03 Nov 2020
Case : Rajesh @ Sarkari & Anr. v. State of Haryana Criminal Appeal No. 1648 of 2019
Court : Supreme Court of India
Bench : Justice Dr. Dhananjaya Y. Chandrachud, Justice Indu Malhotra & Justice Indira Banerjee
Decided on : 03 Nov 2020
Sections 302 and 34 of the Indian Penal Code, 1860
Sections 154, 313 and 162 of the Code of Criminal Procedure, 1973
Brief Facts and Procedural History
1. On December 26, 2006, deceased Sandeep Hooda was allegedly shot dead under the tin shed in the parking near the Law department of Maharishi Dayanand University, Rohtak by 6 men in front of the complainant and PW-4 Azad Singh, the father of the deceased and PW-5 Sunil, his younger brother. The three young men fled towards the Delhi road on a silver coloured Pulsar make a motorcycle.
2. The deceased was taken to PGIMS, Rohtak by DW4Parveen, son of Zile Singh Hooda, and DW5 Sikandar Rathi in a Santro car belonging deceased as per the FIR but both PW4 and PW5 stated in the Sessions Court that they had removed Sandeep in his car to PGIMS, Rohtak. However, he succumbed to the firearm injuries before reaching the hospital. The complainant stated that his son had strained relations with some persons and those persons had killed him.
3. The accused Rajesh alias Sarkari and Ajay Hooda and Pehlad Singh alias Harpal were apprehended and arraigned, to face trial. Rajesh alias Sarkari stated that the victim was implicated with him as a co-accused in another case; that there was no dispute between them. This was corroborated by DW2 and DW3.
4. In 2012, The Court of Sessions found all the three accused guilty u/s 302 read with Section 34 of IPC. Appeal against the same was dismissed by the High Court of Punjab and Haryana.
5. Rajesh alias Sarkari and Ajay Hooda appealed to the Supreme Court.
The Issues of the Case
Whether the appellants are guilty of the murder of the deceased?
Whether PW4 and PW5 were eye-witnesses at the scene of occurrence on 26 December 2006?
How much weight should be ascribed to the third FSL report?
Whether the refusal of the accused-appellants to undergo a test identification parade goes against them?
The Observations of the Court
After considering the arguments of both the parties the Supreme Court observed that:
1. Both PW4 and PW5 have made substantial improvements in the course of their examination in evidence by attempting to bolster the case of the prosecution with regard to their presence at the scene of the crime and by stating that they had removed Sandeep to the hospital after he had been gunned down. But they failed to prove their presence which was confirmed by DW4, DW5, information sent by the Casualty Medical Officer.

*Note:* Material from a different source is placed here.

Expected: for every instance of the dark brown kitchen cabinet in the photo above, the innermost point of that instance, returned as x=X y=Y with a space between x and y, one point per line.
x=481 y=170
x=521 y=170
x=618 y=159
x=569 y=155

2. The prosecution has failed to establish the correctness of the Forensic Science Laboratory (FSL) report. The ballistics examiners have not been examined in the course of the evidence tendered by the prosecution. The discrepancies in the FSL reports could have been explained in the course of the examination by the FSL examiners. The decision in Mohinder Singh v. State, AIR 1953 SC 415 as explained in Gurucharan Singh v. State of Punjab, (1963) 3 SCR 585 lays down the principle that when direct evidence of an unimpeachable character is available and the nature of injuries is consistent with the direct evidence, the examination of a ballistics expert need not be insisted upon as a condition to the prosecution proving its case. On the other hand, where direct evidence is not available or there is doubt in regard to the nature of that evidence, the failure to examine the ballistic examiner would assume significance.

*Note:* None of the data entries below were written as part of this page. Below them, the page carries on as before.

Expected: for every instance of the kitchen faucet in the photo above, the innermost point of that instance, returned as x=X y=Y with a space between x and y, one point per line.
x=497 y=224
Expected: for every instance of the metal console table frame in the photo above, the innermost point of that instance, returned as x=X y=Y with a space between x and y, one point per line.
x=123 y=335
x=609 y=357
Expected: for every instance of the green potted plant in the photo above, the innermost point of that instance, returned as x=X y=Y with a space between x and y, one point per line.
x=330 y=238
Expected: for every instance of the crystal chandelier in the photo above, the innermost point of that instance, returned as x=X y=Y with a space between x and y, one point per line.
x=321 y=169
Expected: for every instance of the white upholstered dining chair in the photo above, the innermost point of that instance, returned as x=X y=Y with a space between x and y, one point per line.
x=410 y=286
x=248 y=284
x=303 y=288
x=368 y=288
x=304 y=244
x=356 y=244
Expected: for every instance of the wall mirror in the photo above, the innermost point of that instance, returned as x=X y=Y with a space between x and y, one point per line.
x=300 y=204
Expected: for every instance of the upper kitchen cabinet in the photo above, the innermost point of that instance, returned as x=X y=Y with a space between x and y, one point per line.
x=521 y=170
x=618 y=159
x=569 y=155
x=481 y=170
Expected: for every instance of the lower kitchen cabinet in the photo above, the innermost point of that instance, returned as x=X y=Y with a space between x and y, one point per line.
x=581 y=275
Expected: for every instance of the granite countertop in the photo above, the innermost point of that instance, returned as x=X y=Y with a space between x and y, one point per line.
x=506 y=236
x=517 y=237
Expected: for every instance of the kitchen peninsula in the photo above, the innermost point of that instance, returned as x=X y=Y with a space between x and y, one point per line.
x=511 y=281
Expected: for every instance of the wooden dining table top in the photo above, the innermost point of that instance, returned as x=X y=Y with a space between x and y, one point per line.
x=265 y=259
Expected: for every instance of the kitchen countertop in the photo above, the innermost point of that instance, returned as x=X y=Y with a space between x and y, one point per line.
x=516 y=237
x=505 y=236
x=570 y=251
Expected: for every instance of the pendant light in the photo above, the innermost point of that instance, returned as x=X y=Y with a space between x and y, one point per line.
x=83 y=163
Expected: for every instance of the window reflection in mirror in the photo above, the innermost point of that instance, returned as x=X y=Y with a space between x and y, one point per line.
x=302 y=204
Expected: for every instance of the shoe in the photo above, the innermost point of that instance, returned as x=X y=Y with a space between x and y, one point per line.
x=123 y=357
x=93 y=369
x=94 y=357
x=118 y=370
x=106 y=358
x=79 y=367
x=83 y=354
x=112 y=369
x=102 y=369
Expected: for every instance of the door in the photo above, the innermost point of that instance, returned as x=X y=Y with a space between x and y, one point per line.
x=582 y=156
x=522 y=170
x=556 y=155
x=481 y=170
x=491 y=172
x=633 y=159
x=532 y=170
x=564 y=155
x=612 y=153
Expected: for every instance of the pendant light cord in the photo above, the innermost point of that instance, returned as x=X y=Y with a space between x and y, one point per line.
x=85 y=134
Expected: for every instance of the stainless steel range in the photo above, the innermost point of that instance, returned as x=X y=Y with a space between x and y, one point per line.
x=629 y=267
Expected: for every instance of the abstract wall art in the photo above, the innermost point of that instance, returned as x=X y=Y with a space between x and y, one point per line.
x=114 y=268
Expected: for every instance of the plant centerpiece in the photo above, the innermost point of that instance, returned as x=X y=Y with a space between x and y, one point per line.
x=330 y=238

3. In the present case, the weapons of offence (marked as W/1 and W/2) were alleged to have been recovered in the context of the investigation in another FIR. The third FSL report arising out of the investigation in the present case does not deal with weapon W/1 at all. Moreover, the report wrongly attributes weapon W/2 to accused Rajesh alias Sarkari. The prosecution cited a ballistics examiner as a witness and yet, did not lead his evidence. Their non-examination cuts at the root of the case of the prosecution and would entitle the appellants to an acquittal.
4. Since the alleged eyewitnesses PW4 and PW5 at the scene of the occurrence are seriously in doubt the ballistics evidence connecting the empty cartridges and the bullets recovered from the body of the deceased with an alleged weapon of offence is contradictory and suffers from serious infirmities. Hence, in this backdrop, a refusal to undergo a Test Identification Parade assumes secondary importance, if at all, and cannot survive independently in the absence of it being a substantive piece of evidence.

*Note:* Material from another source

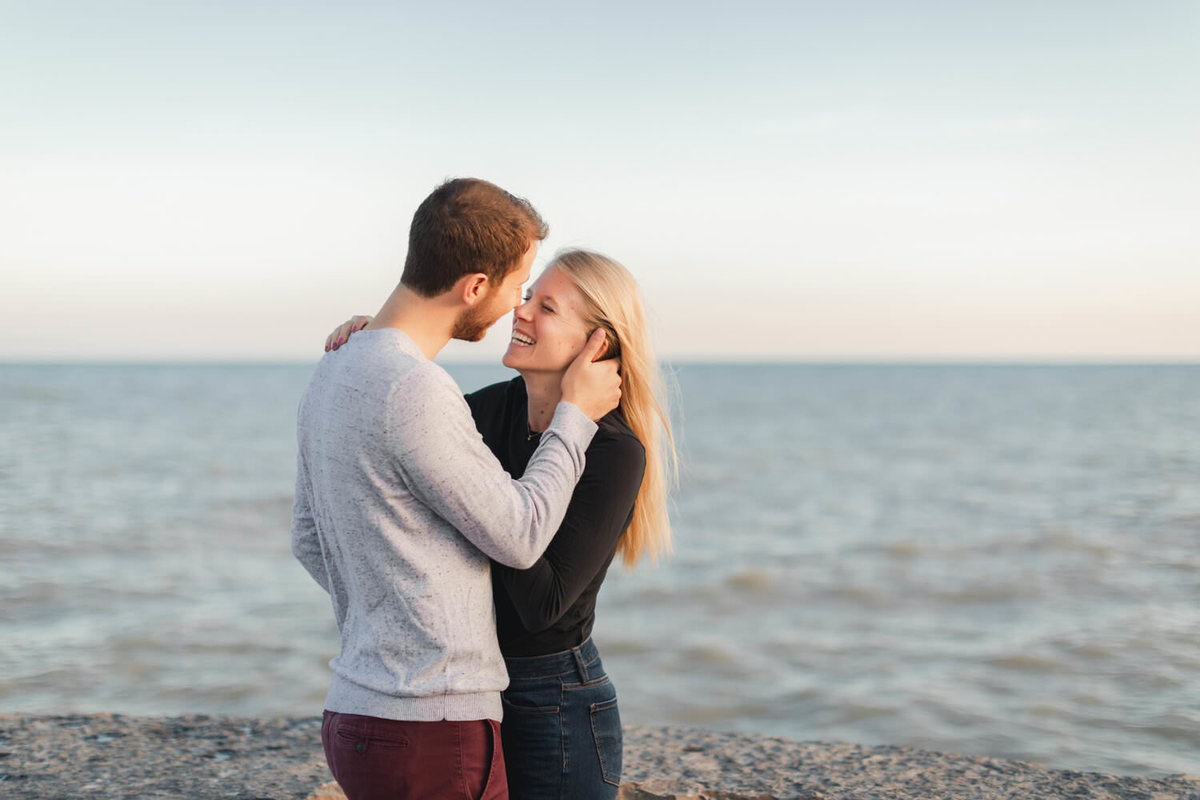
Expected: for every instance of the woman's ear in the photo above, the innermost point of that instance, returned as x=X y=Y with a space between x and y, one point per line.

The Decision Held by the Court
The Supreme Court allowed the appeal and held that:
1. The prosecution has failed to establish its case beyond a reasonable doubt. The appellants are, hence, entitled to the benefit of the doubt and are acquitted.
2. Since the appellants have undergone over 12 years of imprisonment, they shall be released and their bail bonds are cancelled unless they are wanted in connection with any other case.
3. Any pending applications stand disposed of.